What Happened to Irish Gambling Regulation

Three years on, and little progress, says independent Irish politician.
Independent member of the Irish Dáil (parliament) Maureen OSullivan, took the government to task this week over the lack of clarity and progress on Irish gambling laws three years after the Gambling Control Bill was passed.
Warning on the potential for criminal involvement, problem gambling and money laundering, OSullivan alleged that there were no appropriate powers of enforcement because the legalization was outdated “and virtually unenforceable”.
They were particularly deficient because they did not take account of the rise of online and mobile-based forms of gambling, she asserted.

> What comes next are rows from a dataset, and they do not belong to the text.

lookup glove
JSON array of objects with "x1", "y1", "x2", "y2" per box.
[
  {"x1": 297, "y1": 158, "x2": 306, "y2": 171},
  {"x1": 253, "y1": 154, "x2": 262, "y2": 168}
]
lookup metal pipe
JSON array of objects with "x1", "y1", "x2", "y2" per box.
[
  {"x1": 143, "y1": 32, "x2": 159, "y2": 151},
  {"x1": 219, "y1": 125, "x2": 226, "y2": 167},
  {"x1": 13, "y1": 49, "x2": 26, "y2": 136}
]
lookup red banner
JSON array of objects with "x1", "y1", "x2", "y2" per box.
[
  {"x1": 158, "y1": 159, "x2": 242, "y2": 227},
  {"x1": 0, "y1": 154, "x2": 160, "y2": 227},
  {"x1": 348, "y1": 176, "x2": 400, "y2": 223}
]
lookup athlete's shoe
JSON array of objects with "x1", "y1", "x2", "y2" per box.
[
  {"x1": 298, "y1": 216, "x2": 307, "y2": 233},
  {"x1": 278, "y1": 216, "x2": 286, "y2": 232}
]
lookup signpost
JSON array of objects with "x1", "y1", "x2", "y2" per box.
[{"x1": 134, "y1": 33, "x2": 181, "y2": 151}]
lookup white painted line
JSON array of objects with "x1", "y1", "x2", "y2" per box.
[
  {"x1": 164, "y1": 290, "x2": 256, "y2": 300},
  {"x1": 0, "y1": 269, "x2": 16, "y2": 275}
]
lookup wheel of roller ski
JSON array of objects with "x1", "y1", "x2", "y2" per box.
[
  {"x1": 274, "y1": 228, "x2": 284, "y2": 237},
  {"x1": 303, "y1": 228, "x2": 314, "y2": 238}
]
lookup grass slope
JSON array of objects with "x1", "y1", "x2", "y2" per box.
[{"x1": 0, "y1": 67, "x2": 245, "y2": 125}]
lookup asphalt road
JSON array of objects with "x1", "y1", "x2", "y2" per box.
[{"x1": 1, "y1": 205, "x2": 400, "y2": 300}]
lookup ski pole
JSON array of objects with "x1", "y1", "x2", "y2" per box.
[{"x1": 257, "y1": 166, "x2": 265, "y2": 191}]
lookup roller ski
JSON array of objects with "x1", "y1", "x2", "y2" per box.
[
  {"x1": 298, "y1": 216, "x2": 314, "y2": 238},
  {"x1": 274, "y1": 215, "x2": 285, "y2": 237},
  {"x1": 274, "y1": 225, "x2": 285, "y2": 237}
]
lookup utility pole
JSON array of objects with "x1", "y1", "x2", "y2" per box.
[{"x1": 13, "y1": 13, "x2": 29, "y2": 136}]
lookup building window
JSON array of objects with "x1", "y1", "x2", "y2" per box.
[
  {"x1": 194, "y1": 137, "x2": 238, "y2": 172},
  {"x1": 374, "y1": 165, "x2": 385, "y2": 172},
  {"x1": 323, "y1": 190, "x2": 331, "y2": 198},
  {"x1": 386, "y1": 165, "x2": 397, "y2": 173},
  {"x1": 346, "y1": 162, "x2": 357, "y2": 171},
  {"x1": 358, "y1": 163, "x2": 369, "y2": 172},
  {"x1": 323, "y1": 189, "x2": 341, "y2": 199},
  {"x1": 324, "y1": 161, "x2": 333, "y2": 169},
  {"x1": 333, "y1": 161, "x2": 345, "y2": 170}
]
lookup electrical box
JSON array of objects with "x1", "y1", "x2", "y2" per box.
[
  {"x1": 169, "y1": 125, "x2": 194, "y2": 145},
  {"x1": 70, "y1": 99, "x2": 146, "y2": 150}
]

“The industry has licensed bookmakers and online betting licenses but there are private members’ clubs and casinos, some regulated and some not, gaming arcades, some licensed and some not, and gaming and amusement machines, some licensed and some not,” she said, estimating that up to Euro 5 billion is spent on gambling every year in Ireland.
“The general scheme was published in July 2013 and pre-legislative scrutiny was conducted in November 2013 but there has been nothing since," she said.
OSullivan warned that the Financial Action Task Force, an international agency to combat money laundering was undertaking an evaluation of Ireland and is expected to be critical of existing AML laws.
Responding, the Minister of Justice acknowledged that the scheme for the Bill was “published some years ago” and said that Minister of State David Stanton “is prioritizing it in his work”.
She said the scheme of the Bill that was published suggested a need for further research, and revealed that Minister Stanton has asked the Department of Justice to examine if there were particular issues that could be brought forward more quickly.
“He has had consultations with the stakeholders in the area and is continuing those,” the minister said, claiming that the minister of state has been working on it quite intensively and “intends to move forward as quickly as possible with the appropriate legalization”.
All of which sounds like more stone-walling.